The Soda Academy
"Clients – as the voice of the business as well as digital experts in their own right – need a better seat at the table, not just as arbiters but also as creators."
"Embracing transparency requires reinventing client engagement."
"For a transparent approach to work, a client must be interested in seeing incomplete thoughts. Some aren’t."

Emily Wengert, Huge

Show Your Underwear: A Case for Transparent Collaboration

Show Your Underwear

It’s a Tuesday and I’m about to do something I’ve never done before: send our clients a photo of a hastily scribbled whiteboard to explain how we’ve been approaching their million-dollar ask.
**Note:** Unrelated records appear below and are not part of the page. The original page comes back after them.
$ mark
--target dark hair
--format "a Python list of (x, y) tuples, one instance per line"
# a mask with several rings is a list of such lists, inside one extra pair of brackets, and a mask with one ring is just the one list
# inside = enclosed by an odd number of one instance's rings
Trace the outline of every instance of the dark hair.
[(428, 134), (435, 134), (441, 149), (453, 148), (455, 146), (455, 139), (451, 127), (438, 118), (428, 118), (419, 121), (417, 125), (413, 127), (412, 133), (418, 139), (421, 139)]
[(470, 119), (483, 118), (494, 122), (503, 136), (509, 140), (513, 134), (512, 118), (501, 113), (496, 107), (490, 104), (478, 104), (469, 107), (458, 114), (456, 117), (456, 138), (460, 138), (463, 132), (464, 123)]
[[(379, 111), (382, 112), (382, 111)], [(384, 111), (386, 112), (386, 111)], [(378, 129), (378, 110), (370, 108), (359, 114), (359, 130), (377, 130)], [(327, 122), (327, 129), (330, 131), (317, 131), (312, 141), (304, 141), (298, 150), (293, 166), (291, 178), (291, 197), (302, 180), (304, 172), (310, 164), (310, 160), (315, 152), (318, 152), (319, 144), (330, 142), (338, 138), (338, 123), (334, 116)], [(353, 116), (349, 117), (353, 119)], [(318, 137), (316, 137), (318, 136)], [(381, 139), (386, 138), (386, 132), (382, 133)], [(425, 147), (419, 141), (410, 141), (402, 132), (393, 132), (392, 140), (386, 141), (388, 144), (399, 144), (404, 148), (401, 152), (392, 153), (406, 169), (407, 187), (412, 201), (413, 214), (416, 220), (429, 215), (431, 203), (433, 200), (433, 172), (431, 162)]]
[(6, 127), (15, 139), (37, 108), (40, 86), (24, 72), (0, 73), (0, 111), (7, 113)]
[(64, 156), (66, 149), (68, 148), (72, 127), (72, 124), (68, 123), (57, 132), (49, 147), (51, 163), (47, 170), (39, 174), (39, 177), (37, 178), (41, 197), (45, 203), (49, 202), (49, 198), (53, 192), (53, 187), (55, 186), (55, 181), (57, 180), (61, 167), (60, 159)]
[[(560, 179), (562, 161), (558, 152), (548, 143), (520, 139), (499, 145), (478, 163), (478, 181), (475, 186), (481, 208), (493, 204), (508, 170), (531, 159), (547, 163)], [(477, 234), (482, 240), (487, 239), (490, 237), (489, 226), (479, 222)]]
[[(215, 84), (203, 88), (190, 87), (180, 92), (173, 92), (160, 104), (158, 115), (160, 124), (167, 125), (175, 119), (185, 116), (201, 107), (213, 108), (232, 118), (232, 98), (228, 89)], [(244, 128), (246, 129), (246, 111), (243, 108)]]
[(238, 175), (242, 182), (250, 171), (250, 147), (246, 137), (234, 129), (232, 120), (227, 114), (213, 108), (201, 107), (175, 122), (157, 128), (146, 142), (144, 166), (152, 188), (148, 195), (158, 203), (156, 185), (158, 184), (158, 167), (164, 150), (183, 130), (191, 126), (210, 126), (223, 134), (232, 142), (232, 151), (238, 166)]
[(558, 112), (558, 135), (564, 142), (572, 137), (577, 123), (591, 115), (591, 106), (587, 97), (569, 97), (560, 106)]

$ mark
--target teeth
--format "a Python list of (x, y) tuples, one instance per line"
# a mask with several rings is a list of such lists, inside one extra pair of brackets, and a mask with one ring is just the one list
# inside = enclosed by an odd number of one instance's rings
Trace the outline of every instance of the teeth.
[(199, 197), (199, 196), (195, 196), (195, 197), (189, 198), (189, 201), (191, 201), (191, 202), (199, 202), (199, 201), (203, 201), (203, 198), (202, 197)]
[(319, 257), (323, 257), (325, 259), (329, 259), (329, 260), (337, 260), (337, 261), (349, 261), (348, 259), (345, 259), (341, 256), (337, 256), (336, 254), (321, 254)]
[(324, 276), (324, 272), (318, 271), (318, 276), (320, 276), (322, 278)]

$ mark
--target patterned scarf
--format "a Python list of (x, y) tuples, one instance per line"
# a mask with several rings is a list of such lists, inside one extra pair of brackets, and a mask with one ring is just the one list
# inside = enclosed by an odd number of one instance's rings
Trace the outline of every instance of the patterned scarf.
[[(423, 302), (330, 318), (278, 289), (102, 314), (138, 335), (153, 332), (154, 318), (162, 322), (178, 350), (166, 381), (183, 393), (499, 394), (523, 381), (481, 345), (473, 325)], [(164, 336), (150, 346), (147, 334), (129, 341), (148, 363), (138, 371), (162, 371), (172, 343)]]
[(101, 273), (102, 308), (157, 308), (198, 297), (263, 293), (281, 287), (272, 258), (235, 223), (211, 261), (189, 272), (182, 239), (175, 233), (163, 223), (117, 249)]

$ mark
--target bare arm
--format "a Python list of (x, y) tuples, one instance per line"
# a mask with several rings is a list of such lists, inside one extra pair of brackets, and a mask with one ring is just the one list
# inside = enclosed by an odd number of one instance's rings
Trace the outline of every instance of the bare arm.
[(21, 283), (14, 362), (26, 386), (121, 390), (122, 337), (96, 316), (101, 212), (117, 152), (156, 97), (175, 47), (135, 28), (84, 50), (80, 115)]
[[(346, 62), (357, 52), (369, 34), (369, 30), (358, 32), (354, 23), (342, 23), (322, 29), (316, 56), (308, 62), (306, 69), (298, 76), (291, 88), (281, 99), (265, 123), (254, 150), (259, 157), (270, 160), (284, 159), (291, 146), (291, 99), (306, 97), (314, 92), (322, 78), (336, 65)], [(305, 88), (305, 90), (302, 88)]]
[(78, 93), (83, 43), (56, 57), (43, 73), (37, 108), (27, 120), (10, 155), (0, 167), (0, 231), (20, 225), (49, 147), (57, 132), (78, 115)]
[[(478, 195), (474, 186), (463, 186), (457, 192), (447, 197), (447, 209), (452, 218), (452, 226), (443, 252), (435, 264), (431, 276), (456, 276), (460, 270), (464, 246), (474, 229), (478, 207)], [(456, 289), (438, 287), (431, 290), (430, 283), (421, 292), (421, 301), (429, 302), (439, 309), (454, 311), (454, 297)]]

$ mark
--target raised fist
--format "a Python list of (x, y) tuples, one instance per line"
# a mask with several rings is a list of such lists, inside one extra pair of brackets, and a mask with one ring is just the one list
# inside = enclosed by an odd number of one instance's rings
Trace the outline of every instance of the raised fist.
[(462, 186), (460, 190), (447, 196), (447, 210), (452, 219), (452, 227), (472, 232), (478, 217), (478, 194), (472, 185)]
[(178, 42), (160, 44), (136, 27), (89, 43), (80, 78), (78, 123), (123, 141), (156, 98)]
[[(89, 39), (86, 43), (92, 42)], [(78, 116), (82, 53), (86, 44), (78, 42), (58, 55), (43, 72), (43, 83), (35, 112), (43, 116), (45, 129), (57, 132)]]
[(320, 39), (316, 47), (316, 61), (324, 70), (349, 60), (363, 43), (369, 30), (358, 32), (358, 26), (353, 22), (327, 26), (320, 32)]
After a day of debate, we’ve hit a snag. We get on a quick call with three clients, hoping they know something we don’t. Turns out, they do. Ten minutes later the call wraps and everyone feels good about the decision.
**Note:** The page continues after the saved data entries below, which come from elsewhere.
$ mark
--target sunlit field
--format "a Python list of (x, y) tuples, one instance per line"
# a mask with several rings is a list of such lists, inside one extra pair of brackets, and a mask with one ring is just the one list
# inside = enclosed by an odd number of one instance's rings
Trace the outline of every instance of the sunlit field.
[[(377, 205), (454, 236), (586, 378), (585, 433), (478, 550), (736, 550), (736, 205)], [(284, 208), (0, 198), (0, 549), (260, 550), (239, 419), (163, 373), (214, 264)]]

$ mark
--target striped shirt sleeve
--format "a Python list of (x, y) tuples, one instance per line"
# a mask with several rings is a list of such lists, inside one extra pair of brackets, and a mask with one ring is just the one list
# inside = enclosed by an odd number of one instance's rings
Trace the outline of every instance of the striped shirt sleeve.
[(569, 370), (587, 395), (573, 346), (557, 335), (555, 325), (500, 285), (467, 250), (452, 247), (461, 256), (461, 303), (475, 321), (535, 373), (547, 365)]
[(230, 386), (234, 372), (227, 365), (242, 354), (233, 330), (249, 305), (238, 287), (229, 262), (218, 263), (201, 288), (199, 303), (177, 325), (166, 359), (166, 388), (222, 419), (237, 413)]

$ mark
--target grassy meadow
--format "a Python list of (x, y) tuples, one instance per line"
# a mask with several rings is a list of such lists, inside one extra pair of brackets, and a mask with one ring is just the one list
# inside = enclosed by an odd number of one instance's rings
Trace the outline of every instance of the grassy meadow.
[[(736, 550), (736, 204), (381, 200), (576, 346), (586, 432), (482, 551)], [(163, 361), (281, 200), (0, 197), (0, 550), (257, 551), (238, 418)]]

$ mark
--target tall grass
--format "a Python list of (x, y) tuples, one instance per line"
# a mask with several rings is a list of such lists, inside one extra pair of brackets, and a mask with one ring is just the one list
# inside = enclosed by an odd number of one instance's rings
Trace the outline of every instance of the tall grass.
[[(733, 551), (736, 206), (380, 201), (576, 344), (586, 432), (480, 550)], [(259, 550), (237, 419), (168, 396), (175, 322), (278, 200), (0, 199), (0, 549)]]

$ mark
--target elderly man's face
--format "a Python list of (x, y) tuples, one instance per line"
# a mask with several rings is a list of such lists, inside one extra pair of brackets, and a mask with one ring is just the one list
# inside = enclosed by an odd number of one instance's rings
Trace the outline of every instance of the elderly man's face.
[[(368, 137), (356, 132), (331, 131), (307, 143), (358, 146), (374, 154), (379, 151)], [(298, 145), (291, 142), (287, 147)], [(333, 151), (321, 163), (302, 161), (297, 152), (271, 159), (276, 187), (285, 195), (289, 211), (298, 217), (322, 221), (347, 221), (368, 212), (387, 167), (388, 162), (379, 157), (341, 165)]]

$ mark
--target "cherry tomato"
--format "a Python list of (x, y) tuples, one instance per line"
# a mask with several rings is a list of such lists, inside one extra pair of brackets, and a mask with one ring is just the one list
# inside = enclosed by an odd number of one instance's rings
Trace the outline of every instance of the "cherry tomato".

In the agency world, there’s a lot of pressure to be right. In the not so distant past, we only felt comfortable bringing clients the final answer that showed off our brilliant thinking. But the problems we face in digital today are exponentially more complex than those we were solving even half a decade ago, and there’s really no chance of getting it right the first time.

The clients – as the voice of the business as well as digital experts in their own right – need a better seat at the table, not just as arbiters but also as creators.
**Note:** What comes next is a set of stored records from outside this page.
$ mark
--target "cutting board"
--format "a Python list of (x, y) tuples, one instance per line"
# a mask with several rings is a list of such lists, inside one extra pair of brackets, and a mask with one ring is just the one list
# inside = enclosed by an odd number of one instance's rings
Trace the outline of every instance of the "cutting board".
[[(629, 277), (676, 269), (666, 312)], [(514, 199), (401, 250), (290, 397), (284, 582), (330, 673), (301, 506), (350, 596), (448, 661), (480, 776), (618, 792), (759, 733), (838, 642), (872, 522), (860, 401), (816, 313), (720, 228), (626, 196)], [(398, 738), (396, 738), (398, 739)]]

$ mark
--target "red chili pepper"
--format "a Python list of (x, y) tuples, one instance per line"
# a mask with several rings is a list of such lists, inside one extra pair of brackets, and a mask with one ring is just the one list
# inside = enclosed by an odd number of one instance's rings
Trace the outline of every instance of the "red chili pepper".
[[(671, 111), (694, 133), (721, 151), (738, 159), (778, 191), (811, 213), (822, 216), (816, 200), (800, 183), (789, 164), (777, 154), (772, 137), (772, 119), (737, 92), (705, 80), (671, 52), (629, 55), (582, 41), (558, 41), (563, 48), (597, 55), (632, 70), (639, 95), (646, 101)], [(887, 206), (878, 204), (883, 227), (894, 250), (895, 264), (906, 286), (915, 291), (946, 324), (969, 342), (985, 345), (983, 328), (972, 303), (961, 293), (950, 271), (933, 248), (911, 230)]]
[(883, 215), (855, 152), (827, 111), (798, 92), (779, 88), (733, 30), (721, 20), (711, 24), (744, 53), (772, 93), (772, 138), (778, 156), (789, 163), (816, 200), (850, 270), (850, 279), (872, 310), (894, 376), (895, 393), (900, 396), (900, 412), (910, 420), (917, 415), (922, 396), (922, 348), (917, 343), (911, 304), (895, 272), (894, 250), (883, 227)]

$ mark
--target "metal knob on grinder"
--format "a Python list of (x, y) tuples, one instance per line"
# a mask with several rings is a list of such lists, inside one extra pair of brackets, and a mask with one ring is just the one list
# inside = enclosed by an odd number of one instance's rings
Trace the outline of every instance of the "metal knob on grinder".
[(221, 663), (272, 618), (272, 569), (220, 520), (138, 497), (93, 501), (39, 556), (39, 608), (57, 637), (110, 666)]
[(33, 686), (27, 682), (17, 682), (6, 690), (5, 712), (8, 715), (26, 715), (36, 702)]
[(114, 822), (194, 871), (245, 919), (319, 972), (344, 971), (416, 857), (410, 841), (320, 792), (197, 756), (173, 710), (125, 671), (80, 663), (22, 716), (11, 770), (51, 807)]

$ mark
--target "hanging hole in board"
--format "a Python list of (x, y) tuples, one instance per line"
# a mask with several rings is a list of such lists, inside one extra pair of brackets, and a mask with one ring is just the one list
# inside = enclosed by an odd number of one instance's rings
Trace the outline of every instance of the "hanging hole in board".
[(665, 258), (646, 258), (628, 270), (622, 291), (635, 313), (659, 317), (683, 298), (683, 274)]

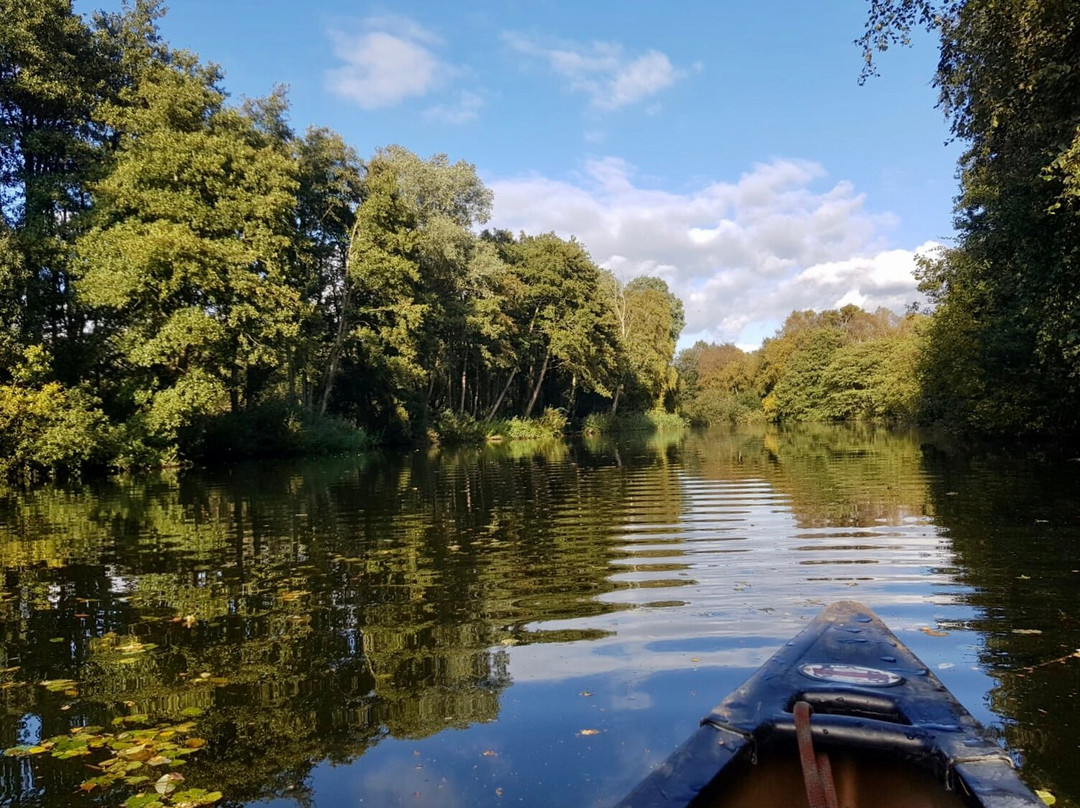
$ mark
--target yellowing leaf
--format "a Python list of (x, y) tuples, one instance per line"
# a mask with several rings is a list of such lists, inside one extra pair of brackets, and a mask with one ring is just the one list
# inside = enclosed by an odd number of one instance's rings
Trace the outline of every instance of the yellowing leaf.
[(1053, 805), (1057, 802), (1057, 797), (1047, 791), (1045, 788), (1035, 789), (1035, 796), (1045, 802), (1047, 805)]

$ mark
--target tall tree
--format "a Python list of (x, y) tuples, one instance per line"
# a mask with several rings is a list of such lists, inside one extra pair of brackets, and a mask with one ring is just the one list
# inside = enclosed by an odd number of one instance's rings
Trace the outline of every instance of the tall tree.
[(410, 433), (431, 408), (452, 406), (459, 389), (479, 249), (471, 228), (486, 221), (491, 191), (468, 163), (390, 146), (372, 158), (364, 193), (348, 256), (359, 343), (353, 381), (368, 388), (362, 399), (379, 399), (375, 413)]
[(616, 281), (613, 301), (625, 371), (612, 410), (624, 391), (639, 409), (664, 409), (673, 403), (678, 381), (672, 361), (686, 323), (682, 301), (662, 279), (649, 277), (634, 278), (625, 286)]
[(80, 293), (114, 334), (131, 405), (165, 442), (257, 400), (297, 334), (293, 163), (224, 105), (218, 80), (176, 52), (109, 110), (119, 145), (78, 244)]
[(294, 150), (299, 188), (292, 260), (310, 317), (298, 346), (303, 355), (290, 365), (290, 388), (299, 373), (302, 399), (323, 414), (353, 331), (353, 284), (346, 269), (356, 209), (363, 199), (364, 166), (353, 148), (329, 129), (308, 129)]
[(1080, 15), (1073, 0), (875, 0), (875, 50), (926, 25), (960, 160), (959, 240), (922, 270), (937, 304), (932, 417), (1080, 436)]
[(0, 381), (32, 345), (71, 381), (83, 323), (66, 242), (100, 159), (109, 65), (70, 0), (0, 0), (0, 19)]
[(604, 299), (601, 272), (585, 248), (545, 233), (523, 236), (509, 250), (513, 272), (524, 287), (522, 356), (529, 364), (529, 392), (522, 410), (529, 417), (553, 367), (576, 391), (612, 396), (618, 331)]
We believe the secret to making that possible is transparency – a “show our underwear” mindset that supports collaboration and produces the best products. Let’s shed the agency aversion to sharing mistakes and take the opposite approach: expose the wrong ideas, bad assumptions and delays in schedule, right alongside the good ideas, smart assumptions and efficiencies.

Shifting How We Work Together
There’s an old adage in the design community: don’t share with clients anything you don’t like in case they fall in love with it and pick the wrong option. This kind of thinking has to disappear. Embracing transparency requires reinventing client engagement.

That same client who got to see a picture of our whiteboard also attended our (normally internal) product scrums for several days every other week. We’d show all our work, including what we didn’t like, and talked openly about why something was broken, sometimes before we even had a better solution in place. We critiqued our work then critiqued each other’s feedback on the work, including (gasp!) the client’s.

We also used this kind of team model to redesign TED’s website, ted.com. We had frequent, direct access to key decision makers at TED. They worked face-to-face with Huge’s design team multiple times a week, which means they saw successes and failures in real time and collaborated with every team member, from the most junior to the most senior.

There were no formal presentations in these meetings. We printed some work, dragged JPGs into browsers or showed materials directly from our phones. We didn’t even book our “client-friendly” conference rooms. The TED team hung out in the war room, side-by-side with our entire crew.

None of this is an excuse to get sloppy. In fact, this much transparency will quickly expose if there’s a weak link on the team. It makes it impossible to put together a B team – something agencies should never do to begin with.

This kind of approach, which we now use for more than one-third of our clients, allows us to test assumptions and put requirements in context. We see problems sooner and know what the internal pressures our clients might be facing when they sell an idea. It allows them to feel confident in the process, the rationale and the micro decisions that make up the whole.

In essence, it lets us create faster and create better.

Transparency is an acquired taste
When transparency works, it works really well – especially for the most innovative projects, when the decisions are many and the implications big.

Of course, total transparency isn’t feasible with every client. A host of factors can hold us back:

  1. A client must be interested in seeing incomplete thoughts. Some aren’t. They have pressures to succeed and a manager, president, or CEO to please, and that can make for less tolerance for nascent ideas. So we adjust how we communicate and take time to add more polish. The more these clients can picture sharing something with their boss’ boss, the more positive the relationship will be.
  2. Sometimes a client isn’t empowered to make the day-to-day decisions needed for this model to work. For them, the constant invitation to participate becomes stressful instead of exciting. We work closely with these clients to avoid a big reveal, but the partnership still won’t be as intimate.
  3. One of the most unexpected insights from this model is that sometimes having a client next to you every day is not the most efficient way to work – even in the best relationships. Genius is lumpy. Product teams have good days when something takes a big leap forward and bad days when 12 tries doesn’t lead to anything better. Like any good relationship, a little space is a good thing.

In many cases, the benefits of transparency outweigh these qualifications. We need to rethink how we expose the progression of our work to clients. Not a single digital project in the history of the world has ever gone according to plan. Not one. And yet historically, agencies have felt obligated to pretend they can predict the future and then scramble to compensate when perfectly normal surprises come up.

This is where transparency becomes our friend. By openly acknowledging where things stand, we’re building trust. As long as we approach their problem with passion, smart planning, and an open mind to having that plan change, we can all make better things.

Emily Wengert is Group VP of User Experience at Huge in Brooklyn. She believes transparency is bad when it’s a shower curtain.